Dopo averci offerto un bicchiere, con una pipetta, aspira del vino direttamente dalla botte, lo versa nel calice e ci dice: “Questo è il Syrah, la bocca dell’Habemus”. E’ un vino carnoso e di grande gusto con evidenti sentori di frutta nera e mallo di mandorla, erbe aromatiche mediterranee e note balsamiche sul finire.
Passiamo subito all’assaggio della seconda botte, “il naso dell’Habemus”, il Grenache, anche lui un vino potente, l’incipit olfattivo è di grande dolcezza, affiorano ricordi di zucchero filato e caramella inglese, vengono alla memoria i profumi femminili degli anni ‘80, è un vino che si potrebbe quasi spruzzare. L’ampio ventaglio olfattivo prosegue con sentori di ginepro, petali di rosa e salmastro. Il Grenache è una varietà che sta dando tante soddisfazioni all’azienda San Giovenale e magari tra qualche anno, ci confessa Emanuele, ne potrebbe nascere un vino in purezza.
Per completare questo destrutturato quadro di Habemus, assaggiamo gli ultimi due vini protagonisti: il Tempranillo e il Carignan.
Non appena degustati, ci appare subito chiaro il motivo che ha spinto l’azienda ad aggiungere il Tempranillo a quello che poteva già essere il blend definitivo, la sua spiccata sapidità, mentre il Carignan è caratterizzato da una forte dinamicità data dall’incredibile freschezza, ed è la fusione delle caratteristiche organolettiche di queste due varietà che crea un binomio esplosivo per la cuvée di Blera.
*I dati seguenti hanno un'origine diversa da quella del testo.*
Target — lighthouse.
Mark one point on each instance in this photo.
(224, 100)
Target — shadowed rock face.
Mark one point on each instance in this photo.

All’interno del cancello di San Giovenale si respira voglia di sfide e scommesse impossibili, vita vissuta al massimo, ricerca della perfezione, ma anche amore, gratitudine e senso di appartenenza nei confronti del territorio, della famiglia e dell’Italia, si esce da quel cancello e dall’incontro con Emanuele in qualche modo arricchiti, di spunti di riflessione, di bellezza estetica e di appagamento dei sensi.
Non vi diamo nessun consiglio su come trovare questa azienda e l’Habemus, ma vi suggeriamo di cercarla da soli perdendovi in uno dei territori più affascinanti ed incontaminati del Lazio.